Unter dem Titel Kunstwerke aus GFK folgt dann das inzwischen schon vierte Kapitel und stellt die Modelle der 70er Jahre vor. Hier zeigt auch der Kapiteleinstieg erneut eine gekonnte Fahrzeugwahl mit dem Sterling aus den USA. Dieser war ein Lizenzbau des englischen Nova, der mit extrem flacher Karosserie viele Nachahmer fand. Nicht alle hiervon waren sauber lizensiert. Mit den ersten Neo-Classics und auch Umbauten zu Campingmobilen wurde das Angebot dazu erneut erweitert. Bekannteste Hersteller dürften hier wohl Intermeccanica und Miura sein. Die Vielfalt bringt aber weiterhin auch viele unbekannte Modelle zum Vorschein.
In den noch folgenden Kapitel stehen die 80er Jahre (Kapitel 5), die 90er Jahre bis heute (Kapitel 6) und die unbekannten Eigenbauten (Kapitel 7) im Mittelpunkt.

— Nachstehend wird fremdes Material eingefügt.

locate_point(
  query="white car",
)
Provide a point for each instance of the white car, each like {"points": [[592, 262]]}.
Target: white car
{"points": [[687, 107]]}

Die Zeiten für den Absatz von KitCars wurden aufgrund der erhöhten Sicherheitsbestimmungen immer komplizierter und die gesetzlichen Anforderungen gleichfalls immer höher. Der vor kurzem vorgestellte Memminger Roadster 2.7 basiert zwar weiterhin auf der Käfer-Plattform, aber die Umbauten wurden hierbei beispielhaft immer umfangreicher. Das Buch zeigt zwar viele Modell auf, ist zugleich aber auch nicht komplett, wie die vielen unbekannten Fahrzeugen im abschließenden Kapitel zeigen.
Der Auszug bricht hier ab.